The Silent Assumption

For months, our UGC image generation worked like this: we assembled up to nine reference images — an influencer face cutout, several product component images, and a couple of moodboard reference photos — then passed them all to the generation model alongside a detailed text prompt describing the scene we wanted.

The model performed reasonably well. It usually got the face right. It often got the product in the right general area. The moodboard sometimes influenced the background style, and sometimes it influenced the person's clothing instead.

We had been assuming the model understood the implicit roles of each reference image. It didn't. We had never told it.

What the Model Actually Sees

When a multi-reference image generation model receives nine images alongside a text prompt, it treats them as a pool of visual conditioning signals. It tries to extract relevant information from each image and blend those signals with the text instruction. But it has no inherent way of knowing that image three is a moodboard reference for the background and not a product to be held, or that image one is specifically the person's face and not merely a style guide.

The model was doing its best to reconcile nine ambiguous conditioning signals with a text prompt that never clarified what any of them meant.

The missing piece was simple: explicit directives. Modern multi-reference models support inline image addressing syntax — a way to name specific references directly inside the prompt text. This feature lets the prompt say, in effect, "the person in this image should do this action, with the product from that image, in a setting inspired by those images." The model stops guessing and starts following a composition brief.

From Description to Directed Composition

Before the change, our prompt structure opened with general scene-setting — theme, mood, a paragraph establishing what kind of image we wanted. The reference images sat alongside, doing their best to influence the output.

After the change, the prompt opens with a targeted composition directive. It names the face reference by number. It names the product component references by number. It identifies the moodboard references as background style guides rather than content to replicate. It specifies the interaction between the person and the product in terms of the specific references, not generic descriptions.

The directive is structured as a brief: generate a scene where this person does this action with this product, and derive the background aesthetic — not the specific objects — from these reference images. Do not copy the moodboard images. Extract their color grading, their lighting mood, their sense of place, and apply those qualities to a freshly imagined background.

Why the Moodboard Distinction Matters

The most important clarification in the new directives is about moodboard references: the instruction to use them as inspiration for atmosphere, not as content to reproduce.

Without this distinction, the model sometimes carried people or objects from the moodboard images into the generated scene. If the moodboard image showed an outdoor café table, the model might generate the same table as the product's resting surface, even though the brand's product had nothing to do with cafés. The model was doing what it thought it was supposed to do — incorporate the reference — just at the wrong conceptual level.

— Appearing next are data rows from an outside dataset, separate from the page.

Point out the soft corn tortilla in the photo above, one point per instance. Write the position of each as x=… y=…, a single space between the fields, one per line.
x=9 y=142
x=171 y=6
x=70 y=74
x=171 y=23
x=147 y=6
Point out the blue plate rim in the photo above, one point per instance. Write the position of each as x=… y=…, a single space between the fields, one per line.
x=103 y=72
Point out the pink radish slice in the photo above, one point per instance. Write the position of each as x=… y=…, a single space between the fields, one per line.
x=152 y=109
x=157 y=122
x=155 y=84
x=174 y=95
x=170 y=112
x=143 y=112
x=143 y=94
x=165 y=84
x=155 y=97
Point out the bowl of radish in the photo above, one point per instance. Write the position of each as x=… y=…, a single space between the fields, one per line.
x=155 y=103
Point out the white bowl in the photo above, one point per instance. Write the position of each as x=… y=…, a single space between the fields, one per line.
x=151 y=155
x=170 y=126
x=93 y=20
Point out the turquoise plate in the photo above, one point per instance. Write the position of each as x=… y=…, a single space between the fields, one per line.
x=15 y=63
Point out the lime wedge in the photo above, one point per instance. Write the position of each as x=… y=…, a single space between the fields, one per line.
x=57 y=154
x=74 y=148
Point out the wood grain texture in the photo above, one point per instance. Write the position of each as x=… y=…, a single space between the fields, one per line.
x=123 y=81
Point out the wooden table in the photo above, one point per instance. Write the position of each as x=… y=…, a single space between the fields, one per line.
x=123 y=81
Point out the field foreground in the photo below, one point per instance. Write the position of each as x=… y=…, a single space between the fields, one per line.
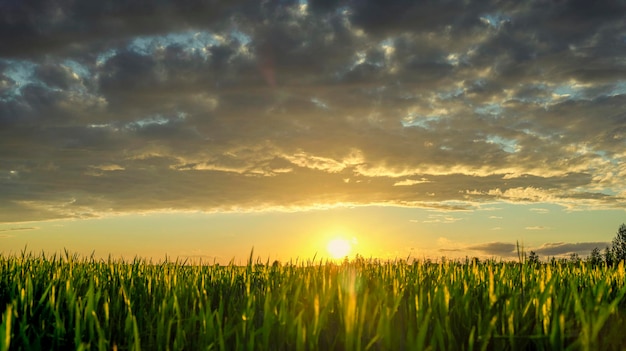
x=63 y=303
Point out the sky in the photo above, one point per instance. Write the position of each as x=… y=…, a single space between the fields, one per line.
x=208 y=129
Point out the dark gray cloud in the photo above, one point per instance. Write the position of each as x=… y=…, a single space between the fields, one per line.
x=117 y=107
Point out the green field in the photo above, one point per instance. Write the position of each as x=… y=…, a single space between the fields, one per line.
x=66 y=303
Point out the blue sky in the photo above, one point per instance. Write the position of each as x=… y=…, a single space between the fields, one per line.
x=455 y=128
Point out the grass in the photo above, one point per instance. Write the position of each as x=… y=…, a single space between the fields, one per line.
x=63 y=303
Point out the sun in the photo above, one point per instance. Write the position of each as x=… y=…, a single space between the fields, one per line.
x=338 y=248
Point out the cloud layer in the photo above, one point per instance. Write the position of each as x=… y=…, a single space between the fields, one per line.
x=248 y=105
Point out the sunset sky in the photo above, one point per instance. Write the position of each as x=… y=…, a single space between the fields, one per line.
x=202 y=129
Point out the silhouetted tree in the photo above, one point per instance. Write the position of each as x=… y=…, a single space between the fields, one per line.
x=595 y=258
x=608 y=256
x=533 y=258
x=619 y=244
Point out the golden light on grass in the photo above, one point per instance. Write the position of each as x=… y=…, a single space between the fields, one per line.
x=339 y=248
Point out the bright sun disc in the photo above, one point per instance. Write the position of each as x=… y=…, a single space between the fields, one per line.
x=338 y=248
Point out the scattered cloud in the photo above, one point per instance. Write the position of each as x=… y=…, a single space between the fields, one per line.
x=17 y=229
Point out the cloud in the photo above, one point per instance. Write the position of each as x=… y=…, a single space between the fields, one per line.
x=5 y=232
x=247 y=105
x=500 y=249
x=508 y=250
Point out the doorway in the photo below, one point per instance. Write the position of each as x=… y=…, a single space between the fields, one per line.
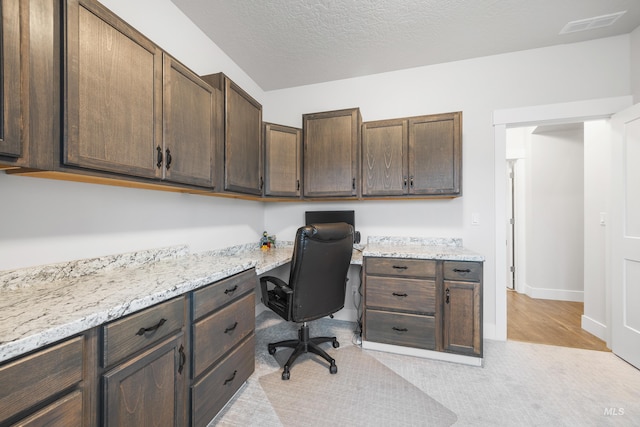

The explicit directive resolves this. The model now understands that the moodboard images carry lighting and mood information, not subject matter. The output background feels like the brand's aesthetic without being a copy of any reference image in the pool.

The Kontext Follow-Through

The composition directive upgrade extends into our post-processing pipeline as well. After the initial multi-reference generation, we run a refinement pass through a separate image editing model to blend lighting and resolve compositing artifacts. We updated that refinement prompt to use the same directed editing approach: name the source image explicitly, specify exactly what to fix, and enumerate every element — face, product, pose, clothing, background — that must not change.

This specificity reduced cases where the refinement pass overcorrected. A vague instruction like "make this look more natural" gave the editing model too much latitude. An explicit instruction to blend lighting while preserving named elements gives it a clear target. The refinement becomes surgical rather than speculative.

The Gap Between Capability and Usage

The explicit image addressing feature has been part of the multi-reference API specification for some time. We had access to it from the day we integrated the model. What changed was not the model's capabilities but our understanding of how to engage them.

This is a recurring pattern in working with generative AI systems at production scale. The model can do things that your prompt doesn't ask it to do. The gap between what the model can produce and what your pipeline actually generates is often a gap in instruction clarity rather than a gap in model capability.

Nine reference images with ambiguous roles produced plausible results. Nine reference images with explicit role assignments produce directed ones. The difference isn't in the data we pass — it's in how clearly we tell the model what each piece of data means.

The best prompt isn't the longest one. It's the one that leaves the fewest assumptions unaddressed.